By scaling down the settlements program and agreeing to the DOP, Rabin has pushed the Gush's approach to the margins and moved toward a redivision of so-called Greater Israel, analysts say. They point to the agreement's provisions for Palestinian self-rule and withdrawal of Israeli troops as steps toward an independent Palestinian state that will exercise sovereignty over part of that territory.

``We are definitely headed toward a repartition,'' says Yoav Peled, a Tel Aviv University political scientist. ``Rabin has been forced to be realistic, even though he does not like it. Israel was unable to suppress the Palestinian uprising and to go on ruling over the Palestinians,'' he says.

But Saeb Erakat, a negotiator for the Palestinians during the Washington peace talks, says Rabin's insistence on retaining East Jerusalem under Israeli control proves he has not accepted the idea of Palestinian statehood or clearly broken with his hard-line Likud predecessors.

``It is as if there is a part of him that wants to enter history as a peacemaker and another part that does not want to relinquish land,'' Mr. Erakat says.

For the Gush and its supporters, Rabin is viewed as trying to relinquish Jewish history, not just territory. ``What we are witnessing is an attempt to create a new culture of Madonna, Michael Jackson, money, and computers instead of a culture drawn from ancient Jewish roots and the heritage of our forefathers,'' says Noam Arnon, a settler leader who lives in the West Bank city of Hebron. But turnout at demonstrations called by the Gush leadership in the West Bank and Gaza has been declining.

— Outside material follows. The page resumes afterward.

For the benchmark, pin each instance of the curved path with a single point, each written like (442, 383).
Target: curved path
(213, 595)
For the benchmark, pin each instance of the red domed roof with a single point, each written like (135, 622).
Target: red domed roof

The decline in the Gush's appeal is linked by many analysts to a generational change in Israel, distrust of overambitious policies like the failed 1982 invasion of Lebanon, and a shift in the public's priorities toward personal economic well-being.

``The kind of pioneering labeled `Zionist pioneering' does not speak to the average Israeli anymore,'' says Daniel J. Elazar, president of the Jerusalem Center for Public Affairs.

``If people think they can have a peace with security, they will want peace with security. If they think they have to fight on to survive, they will fight on,'' says Mr. Elazar.